PKK/KCK terör örgütünün Kobani mazeretiyle gerçekleştirmeye çalıştığı serhildan hareketlerine giden süreçte sanığın 09 Eylül ve 12 Eylül tarihleri ortasında KCK ve PYD yetkilileriyle görüşmeler yaptığı, 19 Eylül tarihinde Kobani’ye geçerek örgüt safında çatışmaya girilmesi tarafında davet yaptığı, 30 Eylül tarihinde Kobani’ye geçerek yeniden PYD yetkilileriyle görüşme yapıp dönüşünde Kobani–Suruç hududunda basın açıklaması yaptığı, bu tarihte örgüt tarafından yapılması planlanan serhildan aksiyonları için örgütün Türkiye sözcüleri tarafından kendisinin de davet yapmasının istendiği, 5 Ekim’de yeniden Kobani’ye dönük hudut açıklamasına katıldığı, sanığın 30 Eylül’de kendisine iletilen davet talimatına uygun hareket ederek eş başkanı olduğu partinin MYK toplantısına örgütün Türkiye sözcülerinden birinin iştiraki ile örgüt davetleriyle paralel biçimde MYK daveti yapılmasında faal rol oynadığı sabit görülmüştür. Bir bütün olarak sanığın Kobani olayları sürecinde örgütün
talep ve talimatlarına uyduğu kendi iradesini örgütün iradesine teslim ettiği anlaşılmıştır.”
42 YIL MAHPUS CEZASI VERİLMİŞTİ
Eski HDP Eş Genel Başkanı Selahattin Demirtaş’a ”devletin birliğini ve bütünlüğünü bozma” cürmüne ”yardım eden” sıfatı nedeniyle ağırlaştırılmış müebbet hatasından 20 yıl mahpus cezası verildi. Demirtaş hakkındaki “silahlı terör örgütü üyeliği” suçlamasının ise “devletin birliğini ve bütünlüğünü bozma” hatası kapsamında kaldığı belirtildi ve bu suça ait ceza verilmedi. Demirtaş’a ”suç işlemeye tahrik” kabahati istikametinden 4 yıl 6 ay mahpus cezası verildi. Mahkeme ayrıyeten Demirtaş’a Diyarbakır’da yaptığı Nevruz konuşması nedeniyle ”terör örgütü propagandası” kabahatinden 2 yıl 6 ay mahpus cezası, Diyarbakır’da ”halkı kanunlara uymamaya tahrik” kabahatinden 1 yıl 6 ay mahpus cezası verdi. Demirtaş’a pek çok basın açıklaması ve konuşması nedeniyle verilen başka cezalarla birlikte toplam 42 yıl mahpus cezası verildi.

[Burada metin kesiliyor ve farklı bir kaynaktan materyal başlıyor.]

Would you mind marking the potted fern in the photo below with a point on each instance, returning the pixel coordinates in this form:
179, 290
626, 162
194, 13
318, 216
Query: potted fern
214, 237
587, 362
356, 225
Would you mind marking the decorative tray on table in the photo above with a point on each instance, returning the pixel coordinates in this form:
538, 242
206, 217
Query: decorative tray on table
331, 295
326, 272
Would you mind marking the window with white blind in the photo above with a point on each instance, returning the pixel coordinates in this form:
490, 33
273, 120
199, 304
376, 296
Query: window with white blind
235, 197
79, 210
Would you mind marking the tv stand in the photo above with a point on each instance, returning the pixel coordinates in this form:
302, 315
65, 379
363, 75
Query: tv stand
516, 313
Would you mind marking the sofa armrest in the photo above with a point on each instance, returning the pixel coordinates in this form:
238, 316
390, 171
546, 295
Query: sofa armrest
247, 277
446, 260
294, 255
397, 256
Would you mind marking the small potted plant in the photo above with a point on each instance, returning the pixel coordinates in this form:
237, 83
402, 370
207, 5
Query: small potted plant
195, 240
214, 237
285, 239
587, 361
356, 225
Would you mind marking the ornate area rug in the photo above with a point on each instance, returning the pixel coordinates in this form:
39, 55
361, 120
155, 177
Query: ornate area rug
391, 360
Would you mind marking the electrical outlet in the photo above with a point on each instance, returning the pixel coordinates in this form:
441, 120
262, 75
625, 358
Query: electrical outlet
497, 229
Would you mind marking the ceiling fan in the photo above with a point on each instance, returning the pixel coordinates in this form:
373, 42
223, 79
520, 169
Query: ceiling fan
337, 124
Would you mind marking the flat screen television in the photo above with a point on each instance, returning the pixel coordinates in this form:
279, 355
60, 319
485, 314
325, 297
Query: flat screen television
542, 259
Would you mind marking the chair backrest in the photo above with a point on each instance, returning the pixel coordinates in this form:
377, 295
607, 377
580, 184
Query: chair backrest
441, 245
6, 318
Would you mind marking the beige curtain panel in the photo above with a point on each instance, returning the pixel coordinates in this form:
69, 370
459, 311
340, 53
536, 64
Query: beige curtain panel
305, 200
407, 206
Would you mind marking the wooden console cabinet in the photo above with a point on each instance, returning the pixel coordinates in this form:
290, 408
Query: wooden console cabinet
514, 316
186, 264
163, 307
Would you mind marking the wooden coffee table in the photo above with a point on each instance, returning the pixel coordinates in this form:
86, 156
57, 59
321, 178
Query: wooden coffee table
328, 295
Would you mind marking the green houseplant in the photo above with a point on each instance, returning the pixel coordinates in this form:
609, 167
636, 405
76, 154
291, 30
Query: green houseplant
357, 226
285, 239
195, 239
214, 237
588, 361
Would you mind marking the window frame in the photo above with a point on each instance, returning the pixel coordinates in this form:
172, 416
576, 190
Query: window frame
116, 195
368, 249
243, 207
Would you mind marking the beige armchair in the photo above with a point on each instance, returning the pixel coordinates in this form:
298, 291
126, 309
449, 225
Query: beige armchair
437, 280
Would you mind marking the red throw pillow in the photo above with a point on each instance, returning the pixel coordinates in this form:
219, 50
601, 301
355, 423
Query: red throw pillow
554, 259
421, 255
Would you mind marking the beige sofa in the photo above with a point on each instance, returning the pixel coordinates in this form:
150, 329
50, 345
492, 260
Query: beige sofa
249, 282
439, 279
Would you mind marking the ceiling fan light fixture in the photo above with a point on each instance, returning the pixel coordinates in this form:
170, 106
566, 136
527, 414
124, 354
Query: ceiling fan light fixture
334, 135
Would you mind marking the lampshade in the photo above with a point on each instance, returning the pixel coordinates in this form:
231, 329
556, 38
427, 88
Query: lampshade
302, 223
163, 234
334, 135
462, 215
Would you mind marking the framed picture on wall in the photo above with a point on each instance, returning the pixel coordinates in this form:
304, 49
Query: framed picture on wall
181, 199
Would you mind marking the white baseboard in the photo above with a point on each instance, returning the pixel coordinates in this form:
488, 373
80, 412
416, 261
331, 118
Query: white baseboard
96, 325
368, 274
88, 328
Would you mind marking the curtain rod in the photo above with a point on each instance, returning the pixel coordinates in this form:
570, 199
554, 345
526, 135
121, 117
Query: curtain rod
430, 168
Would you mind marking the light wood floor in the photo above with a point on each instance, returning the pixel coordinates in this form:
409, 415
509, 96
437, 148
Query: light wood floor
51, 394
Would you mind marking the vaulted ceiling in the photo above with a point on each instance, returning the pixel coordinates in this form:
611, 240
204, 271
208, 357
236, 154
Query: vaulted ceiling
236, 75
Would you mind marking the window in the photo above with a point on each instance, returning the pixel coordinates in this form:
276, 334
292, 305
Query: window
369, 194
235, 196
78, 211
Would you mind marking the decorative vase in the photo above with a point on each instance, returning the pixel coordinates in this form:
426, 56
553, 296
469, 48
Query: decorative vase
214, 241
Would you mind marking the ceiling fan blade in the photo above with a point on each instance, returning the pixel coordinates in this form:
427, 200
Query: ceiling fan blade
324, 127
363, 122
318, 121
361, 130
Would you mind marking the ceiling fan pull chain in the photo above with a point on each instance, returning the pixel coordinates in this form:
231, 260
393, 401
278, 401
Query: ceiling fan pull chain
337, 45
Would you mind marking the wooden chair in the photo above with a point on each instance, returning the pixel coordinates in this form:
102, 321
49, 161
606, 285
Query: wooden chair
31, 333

FİGEN YÜKSEKDAĞ’LA İLGİLİ KARAR
Kobani davasının 13 ay sonra tamamlanan gerekçeli kararında eski HDP Eş Genel Başkanı Figen Yüksekdağ hakkında ”Terör örgütünün talimatlarına uyma, örgüt direktiflerini yerine getirme, kendi iradesini örgütün iradesine terk etme hareketleri ve HDP MYK toplantısına sözcü katılması üzere spesifik örgüt içi pozisyonunu gösteren tespitler itibariyle siyasal alan merkezi içinde faaliyet gösteren örgüt üyesi olduğu anlaşılmaktadır” değerlendirmesi yapıldı.